Friday, April 8, 2011: The Sea-viewing Wide Field-of-view-Sensor (SeaWiFS) measured how much chlorophyll — the pigment that helps turn sunlight into organic energy for plants — existed in the seas and on land from 1998 to 2010. The more saturated blues and greens show a higher concentration of chlorophyll. Unusually, private companies operated the satellite which carried SeaWiFS, and NASA purchased the data from them.

—Tom Chao

Parallel Lines

NASA

Monday, April 11, 2011: Space shuttle orbiter Columbia landed at Edwards Air Force Base in southern California at the end of the first space shuttle mission, STS-1, on April 14, 1981. Astronauts John W. Young and Robert L. Crippen flew aboard Columbia.

—Tom Chao

Up the Stairs to the Landing, Up the Stairs Into the Vostok

RSC Energia

Tuesday, April 12, 2011: Soviet cosmonaut Yuri Gagarin waves to the crowd as he prepares to board the Vostok 1 spacecraft at Baikonur Cosmodrome in Kazakhstan, on April 12, 1961, to make history's first human spaceflight, 50 years ago today.

—Tom Chao

Looking Out My Window Pane

Nate Bolt

Wednesday, April 13, 2011: The northern lights illuminate the sky in this image captured by photographer Nate Bolt during a flight from San Francisco to Paris.
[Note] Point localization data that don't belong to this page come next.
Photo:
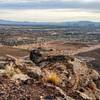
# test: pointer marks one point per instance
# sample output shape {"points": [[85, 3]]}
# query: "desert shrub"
{"points": [[53, 78]]}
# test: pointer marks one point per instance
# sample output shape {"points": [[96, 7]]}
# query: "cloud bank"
{"points": [[50, 10]]}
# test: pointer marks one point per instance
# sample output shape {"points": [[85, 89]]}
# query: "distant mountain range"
{"points": [[67, 24]]}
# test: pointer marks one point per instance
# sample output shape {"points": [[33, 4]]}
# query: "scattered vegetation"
{"points": [[53, 78]]}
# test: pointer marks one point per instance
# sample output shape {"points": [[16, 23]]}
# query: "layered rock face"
{"points": [[48, 77]]}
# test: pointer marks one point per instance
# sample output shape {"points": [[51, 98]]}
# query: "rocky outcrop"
{"points": [[55, 77]]}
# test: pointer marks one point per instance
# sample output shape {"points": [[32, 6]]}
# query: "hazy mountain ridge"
{"points": [[68, 24]]}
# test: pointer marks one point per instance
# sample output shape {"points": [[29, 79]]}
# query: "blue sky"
{"points": [[50, 10]]}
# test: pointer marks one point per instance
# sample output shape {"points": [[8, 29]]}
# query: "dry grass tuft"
{"points": [[10, 71]]}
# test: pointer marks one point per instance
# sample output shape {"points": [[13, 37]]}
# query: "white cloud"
{"points": [[54, 15]]}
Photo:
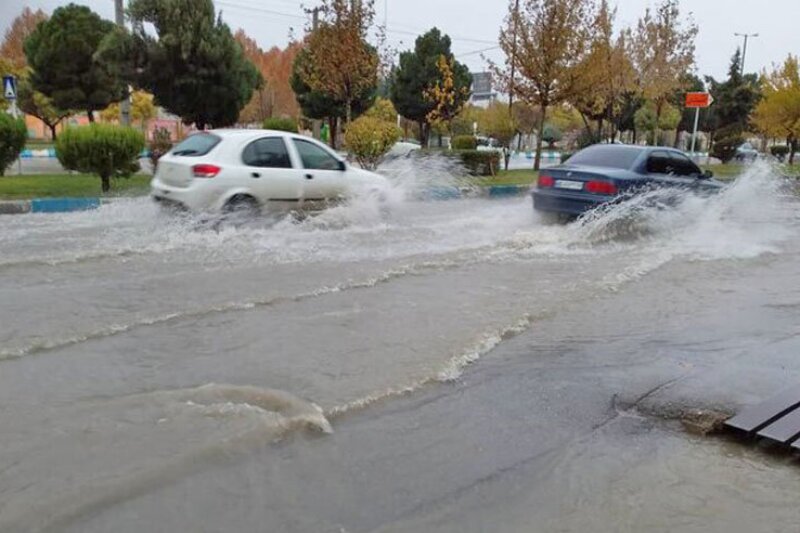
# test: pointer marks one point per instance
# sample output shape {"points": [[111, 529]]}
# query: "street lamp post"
{"points": [[744, 50]]}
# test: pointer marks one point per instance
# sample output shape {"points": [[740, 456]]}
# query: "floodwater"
{"points": [[453, 366]]}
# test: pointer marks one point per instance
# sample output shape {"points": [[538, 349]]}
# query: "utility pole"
{"points": [[316, 124], [744, 50], [513, 60], [125, 105]]}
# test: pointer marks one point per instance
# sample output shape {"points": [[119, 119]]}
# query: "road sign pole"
{"points": [[694, 132]]}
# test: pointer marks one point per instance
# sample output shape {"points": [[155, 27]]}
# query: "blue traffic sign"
{"points": [[10, 87]]}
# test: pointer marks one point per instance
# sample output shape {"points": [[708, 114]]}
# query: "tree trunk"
{"points": [[333, 124], [537, 162]]}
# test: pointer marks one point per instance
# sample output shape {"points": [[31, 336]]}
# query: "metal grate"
{"points": [[777, 419]]}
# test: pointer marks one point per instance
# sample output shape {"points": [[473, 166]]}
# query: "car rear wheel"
{"points": [[243, 205]]}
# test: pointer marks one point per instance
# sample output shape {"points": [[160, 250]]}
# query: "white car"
{"points": [[231, 170]]}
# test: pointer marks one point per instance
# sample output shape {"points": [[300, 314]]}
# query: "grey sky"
{"points": [[474, 25]]}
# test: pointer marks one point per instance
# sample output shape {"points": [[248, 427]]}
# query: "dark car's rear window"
{"points": [[611, 156], [196, 145]]}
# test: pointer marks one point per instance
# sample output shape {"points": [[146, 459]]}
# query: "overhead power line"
{"points": [[259, 9]]}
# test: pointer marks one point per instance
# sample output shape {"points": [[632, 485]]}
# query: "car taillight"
{"points": [[600, 187], [205, 171], [545, 181]]}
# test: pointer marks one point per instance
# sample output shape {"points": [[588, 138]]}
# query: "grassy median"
{"points": [[68, 186]]}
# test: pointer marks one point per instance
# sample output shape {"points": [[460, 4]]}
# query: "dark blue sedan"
{"points": [[606, 173]]}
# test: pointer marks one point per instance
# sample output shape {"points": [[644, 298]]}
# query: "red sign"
{"points": [[698, 100]]}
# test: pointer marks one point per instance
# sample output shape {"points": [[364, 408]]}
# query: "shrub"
{"points": [[383, 109], [479, 162], [551, 135], [724, 148], [464, 142], [281, 124], [103, 149], [13, 134], [369, 139], [780, 151], [160, 144]]}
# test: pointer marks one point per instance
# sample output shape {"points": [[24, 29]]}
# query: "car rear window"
{"points": [[611, 156], [196, 145]]}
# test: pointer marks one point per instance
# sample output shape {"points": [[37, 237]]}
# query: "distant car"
{"points": [[746, 152], [248, 170], [605, 173]]}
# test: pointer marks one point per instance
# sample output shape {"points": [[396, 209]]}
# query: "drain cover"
{"points": [[777, 419]]}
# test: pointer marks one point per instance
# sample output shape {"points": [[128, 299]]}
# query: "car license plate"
{"points": [[569, 184]]}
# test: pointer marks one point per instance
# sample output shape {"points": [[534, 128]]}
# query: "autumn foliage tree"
{"points": [[418, 72], [544, 41], [661, 48], [446, 97], [603, 77], [778, 114], [275, 97], [340, 63]]}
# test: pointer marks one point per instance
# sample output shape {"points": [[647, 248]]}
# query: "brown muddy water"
{"points": [[457, 366]]}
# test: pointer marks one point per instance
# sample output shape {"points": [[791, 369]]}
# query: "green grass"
{"points": [[509, 177], [730, 171], [38, 144], [66, 185]]}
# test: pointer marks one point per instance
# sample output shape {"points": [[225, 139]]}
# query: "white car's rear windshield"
{"points": [[196, 145]]}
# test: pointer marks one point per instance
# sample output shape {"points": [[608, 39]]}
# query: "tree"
{"points": [[275, 97], [369, 139], [40, 106], [340, 63], [447, 98], [62, 53], [418, 72], [143, 109], [104, 149], [648, 119], [552, 135], [21, 28], [778, 114], [603, 77], [13, 134], [383, 109], [735, 99], [662, 51], [192, 65], [543, 42], [499, 124], [320, 105]]}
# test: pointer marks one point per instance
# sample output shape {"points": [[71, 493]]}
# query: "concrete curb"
{"points": [[49, 205], [68, 205]]}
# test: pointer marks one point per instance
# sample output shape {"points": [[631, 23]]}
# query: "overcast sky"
{"points": [[474, 25]]}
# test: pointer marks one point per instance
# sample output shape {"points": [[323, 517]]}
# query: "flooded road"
{"points": [[455, 366]]}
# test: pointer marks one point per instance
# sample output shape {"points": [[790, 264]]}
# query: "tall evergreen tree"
{"points": [[418, 72], [192, 65], [735, 98], [62, 52]]}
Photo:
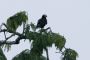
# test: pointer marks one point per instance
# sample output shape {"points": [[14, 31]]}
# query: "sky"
{"points": [[69, 18]]}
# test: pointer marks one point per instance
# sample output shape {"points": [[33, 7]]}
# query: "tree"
{"points": [[41, 39]]}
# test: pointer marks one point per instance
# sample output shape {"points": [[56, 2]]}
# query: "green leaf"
{"points": [[2, 56], [28, 55]]}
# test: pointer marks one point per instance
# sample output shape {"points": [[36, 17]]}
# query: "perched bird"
{"points": [[42, 22]]}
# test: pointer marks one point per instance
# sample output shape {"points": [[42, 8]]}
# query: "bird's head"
{"points": [[44, 15]]}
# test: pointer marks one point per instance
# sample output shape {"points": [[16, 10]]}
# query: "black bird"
{"points": [[42, 22]]}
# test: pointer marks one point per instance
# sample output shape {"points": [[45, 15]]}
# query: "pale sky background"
{"points": [[70, 18]]}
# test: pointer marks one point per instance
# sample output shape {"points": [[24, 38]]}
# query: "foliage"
{"points": [[25, 55], [41, 39], [2, 56]]}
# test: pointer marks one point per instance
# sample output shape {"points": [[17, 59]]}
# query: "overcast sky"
{"points": [[70, 18]]}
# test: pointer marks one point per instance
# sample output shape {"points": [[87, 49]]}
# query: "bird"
{"points": [[42, 21]]}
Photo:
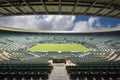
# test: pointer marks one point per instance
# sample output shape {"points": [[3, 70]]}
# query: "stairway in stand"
{"points": [[59, 72]]}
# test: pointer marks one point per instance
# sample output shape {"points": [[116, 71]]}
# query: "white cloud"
{"points": [[52, 22], [45, 22], [91, 24]]}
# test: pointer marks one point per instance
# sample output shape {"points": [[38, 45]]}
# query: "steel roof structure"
{"points": [[104, 8]]}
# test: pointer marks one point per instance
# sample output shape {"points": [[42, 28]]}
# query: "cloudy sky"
{"points": [[59, 22]]}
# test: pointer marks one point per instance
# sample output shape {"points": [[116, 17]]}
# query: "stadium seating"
{"points": [[102, 62]]}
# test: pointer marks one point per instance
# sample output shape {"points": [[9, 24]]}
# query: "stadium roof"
{"points": [[46, 31], [105, 8]]}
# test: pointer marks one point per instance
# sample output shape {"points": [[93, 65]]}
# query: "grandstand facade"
{"points": [[101, 62]]}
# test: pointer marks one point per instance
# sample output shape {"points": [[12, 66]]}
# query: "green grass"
{"points": [[59, 47]]}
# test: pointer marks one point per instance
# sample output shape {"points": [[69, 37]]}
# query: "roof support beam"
{"points": [[75, 6], [29, 7], [109, 12], [110, 3], [59, 7], [9, 11], [90, 7], [14, 6], [2, 13], [43, 4]]}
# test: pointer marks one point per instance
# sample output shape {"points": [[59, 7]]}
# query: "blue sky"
{"points": [[59, 22]]}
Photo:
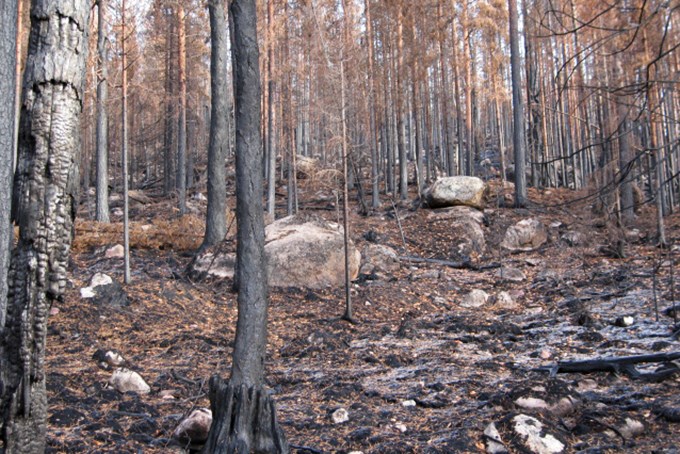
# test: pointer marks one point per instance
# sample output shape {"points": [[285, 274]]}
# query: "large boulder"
{"points": [[302, 251], [526, 235], [460, 190], [308, 252]]}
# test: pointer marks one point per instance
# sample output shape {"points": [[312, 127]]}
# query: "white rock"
{"points": [[494, 444], [511, 274], [195, 427], [115, 252], [124, 380], [531, 403], [87, 292], [339, 416], [533, 437], [475, 298], [631, 428], [526, 235], [458, 190], [505, 300], [100, 279]]}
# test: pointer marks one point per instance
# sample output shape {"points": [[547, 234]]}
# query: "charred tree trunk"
{"points": [[45, 193], [102, 209], [181, 181], [8, 25], [216, 222], [245, 419]]}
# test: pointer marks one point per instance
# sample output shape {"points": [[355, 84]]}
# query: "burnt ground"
{"points": [[417, 373]]}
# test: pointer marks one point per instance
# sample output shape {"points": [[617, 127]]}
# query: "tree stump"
{"points": [[244, 420]]}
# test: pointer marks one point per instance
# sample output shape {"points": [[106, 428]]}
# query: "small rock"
{"points": [[511, 274], [115, 252], [195, 428], [532, 436], [424, 274], [624, 321], [526, 235], [494, 444], [631, 428], [339, 416], [124, 380], [475, 298]]}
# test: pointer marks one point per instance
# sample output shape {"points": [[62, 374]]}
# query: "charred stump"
{"points": [[244, 420]]}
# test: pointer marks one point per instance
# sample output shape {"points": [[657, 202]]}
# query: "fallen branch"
{"points": [[625, 364], [459, 265]]}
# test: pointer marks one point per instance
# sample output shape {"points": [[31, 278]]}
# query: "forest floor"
{"points": [[417, 373]]}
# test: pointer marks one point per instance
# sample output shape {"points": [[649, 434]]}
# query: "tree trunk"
{"points": [[124, 163], [181, 180], [216, 221], [45, 193], [8, 42], [102, 208], [517, 116], [245, 419]]}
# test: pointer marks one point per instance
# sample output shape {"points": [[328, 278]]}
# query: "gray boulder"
{"points": [[526, 235], [301, 252], [460, 190]]}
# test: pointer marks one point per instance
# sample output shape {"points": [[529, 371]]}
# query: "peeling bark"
{"points": [[45, 193]]}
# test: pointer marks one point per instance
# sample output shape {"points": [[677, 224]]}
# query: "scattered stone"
{"points": [[306, 166], [124, 380], [573, 239], [624, 321], [195, 428], [511, 274], [631, 428], [339, 416], [424, 274], [475, 298], [504, 300], [528, 434], [379, 259], [115, 252], [526, 235], [494, 444], [459, 190], [109, 359]]}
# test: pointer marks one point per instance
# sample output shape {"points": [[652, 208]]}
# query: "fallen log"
{"points": [[459, 265], [625, 364]]}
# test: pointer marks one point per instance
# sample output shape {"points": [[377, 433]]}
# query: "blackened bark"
{"points": [[102, 210], [8, 24], [517, 110], [44, 208], [244, 412], [216, 222]]}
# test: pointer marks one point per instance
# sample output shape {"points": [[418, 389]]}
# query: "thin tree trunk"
{"points": [[126, 199], [102, 208], [44, 204], [216, 221], [181, 180], [518, 117], [8, 43]]}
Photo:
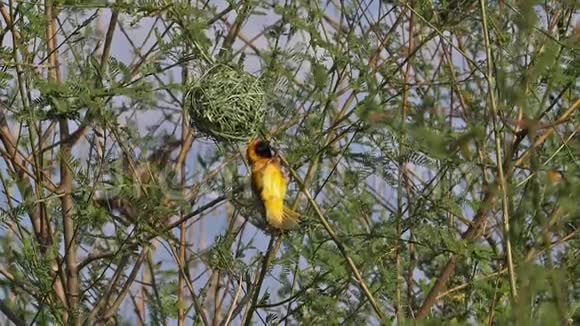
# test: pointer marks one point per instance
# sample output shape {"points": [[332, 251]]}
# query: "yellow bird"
{"points": [[269, 186]]}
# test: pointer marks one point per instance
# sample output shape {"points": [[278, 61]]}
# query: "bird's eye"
{"points": [[263, 149]]}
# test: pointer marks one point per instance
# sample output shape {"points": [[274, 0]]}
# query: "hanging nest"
{"points": [[227, 104]]}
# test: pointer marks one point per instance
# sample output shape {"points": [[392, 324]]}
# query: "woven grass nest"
{"points": [[227, 104]]}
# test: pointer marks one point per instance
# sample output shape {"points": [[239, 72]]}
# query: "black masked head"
{"points": [[264, 150]]}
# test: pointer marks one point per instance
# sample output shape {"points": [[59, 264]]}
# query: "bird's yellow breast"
{"points": [[270, 186]]}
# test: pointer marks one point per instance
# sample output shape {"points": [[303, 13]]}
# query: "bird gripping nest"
{"points": [[227, 104]]}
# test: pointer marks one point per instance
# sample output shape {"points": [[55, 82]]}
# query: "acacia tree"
{"points": [[433, 148]]}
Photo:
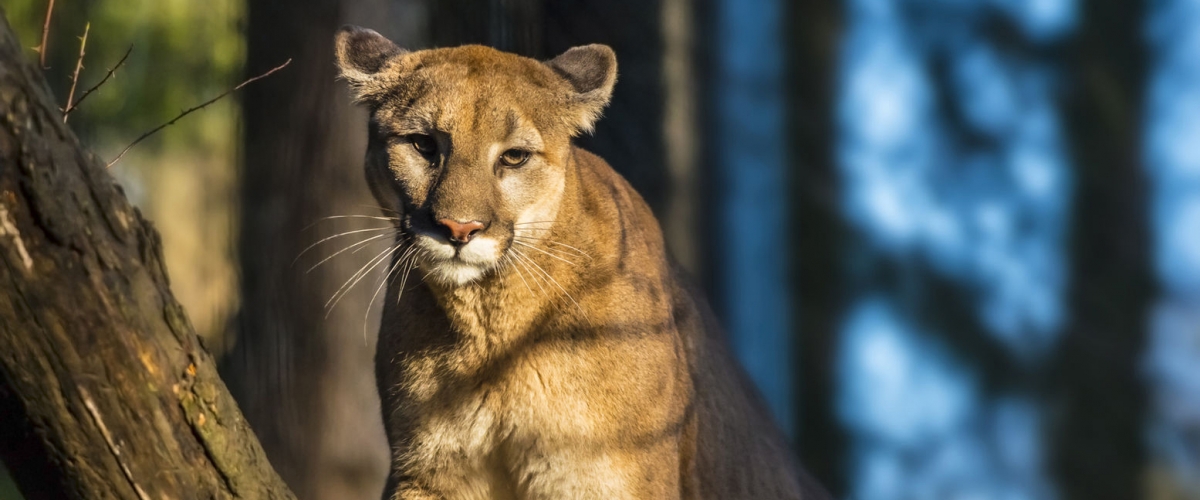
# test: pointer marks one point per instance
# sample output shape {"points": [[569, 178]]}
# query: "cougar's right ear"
{"points": [[363, 58]]}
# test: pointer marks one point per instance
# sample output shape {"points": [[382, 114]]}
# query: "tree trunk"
{"points": [[105, 389], [305, 378], [1102, 402], [817, 272]]}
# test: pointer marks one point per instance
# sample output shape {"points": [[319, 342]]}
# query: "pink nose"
{"points": [[462, 232]]}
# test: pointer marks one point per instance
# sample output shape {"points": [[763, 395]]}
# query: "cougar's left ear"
{"points": [[363, 58], [592, 72]]}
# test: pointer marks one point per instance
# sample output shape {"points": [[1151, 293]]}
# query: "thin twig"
{"points": [[75, 79], [46, 34], [185, 113], [87, 92]]}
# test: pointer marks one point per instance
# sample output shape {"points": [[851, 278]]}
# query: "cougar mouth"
{"points": [[456, 263]]}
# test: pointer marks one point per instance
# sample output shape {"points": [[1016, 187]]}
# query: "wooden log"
{"points": [[105, 389]]}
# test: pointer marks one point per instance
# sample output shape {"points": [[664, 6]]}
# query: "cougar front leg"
{"points": [[401, 489], [616, 473]]}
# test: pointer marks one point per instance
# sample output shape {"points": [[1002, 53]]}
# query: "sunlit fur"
{"points": [[557, 355]]}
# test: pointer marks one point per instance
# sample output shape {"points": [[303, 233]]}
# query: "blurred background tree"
{"points": [[955, 242]]}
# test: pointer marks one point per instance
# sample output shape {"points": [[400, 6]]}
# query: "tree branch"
{"points": [[75, 78], [106, 391], [46, 34], [202, 106], [87, 92]]}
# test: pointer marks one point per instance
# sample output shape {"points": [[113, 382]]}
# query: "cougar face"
{"points": [[459, 149]]}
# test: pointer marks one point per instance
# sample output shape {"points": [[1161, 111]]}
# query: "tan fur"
{"points": [[600, 377]]}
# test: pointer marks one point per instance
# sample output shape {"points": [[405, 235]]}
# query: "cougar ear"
{"points": [[592, 72], [361, 56]]}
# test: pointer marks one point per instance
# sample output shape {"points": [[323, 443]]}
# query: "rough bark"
{"points": [[105, 389]]}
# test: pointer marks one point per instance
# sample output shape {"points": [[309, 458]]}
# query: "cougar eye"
{"points": [[515, 157], [424, 144]]}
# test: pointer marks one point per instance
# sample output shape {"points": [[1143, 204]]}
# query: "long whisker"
{"points": [[360, 245], [391, 272], [412, 263], [379, 208], [555, 282], [521, 259], [539, 250], [568, 250], [336, 235], [358, 276], [349, 216], [511, 263], [384, 281]]}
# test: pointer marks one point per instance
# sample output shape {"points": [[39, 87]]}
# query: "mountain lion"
{"points": [[551, 349]]}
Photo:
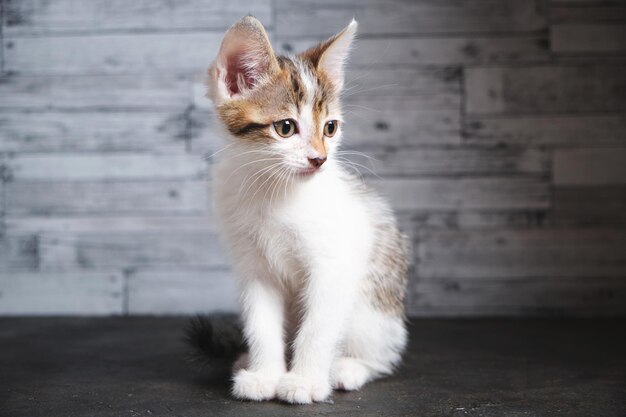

Bolt set up his camera in an empty seat facing a window and snapped more than 2,400 shots during the 11-hour flight. A time-lapse video of the flight can be seen at beepshow.com.

—Tom Chao

Down at the Arcade

ESA/Hubble & NASA

Thursday, April 14, 2011: The young open star cluster IC 1590 in the star formation region NGC 281 bears the nickname "Pacman Nebula," due to its resemblance to the well-known arcade game character. However, this close-up image taken by the Hubble Space Telescope zooms in on the center, and does not show the iconic outline of Pac-Man. Unlike in the arcade game, this nebula's gas and dust are forming new stars, not gobbling them up.

—Tom Chao

Rho, Rho, Rho Your Ophiuchi

NASA, JPL-Caltech, WISE Team

Friday, April 15, 2011: WISE, the Wide-field Infrared Survey Explorer, took this picture of one of the closest star forming regions, a part of the Rho Ophiuchi cloud complex. It lies some 400 light-years from Earth. Dust clouds and embedded newborn stars glow at infrared wavelengths in the false-color composition.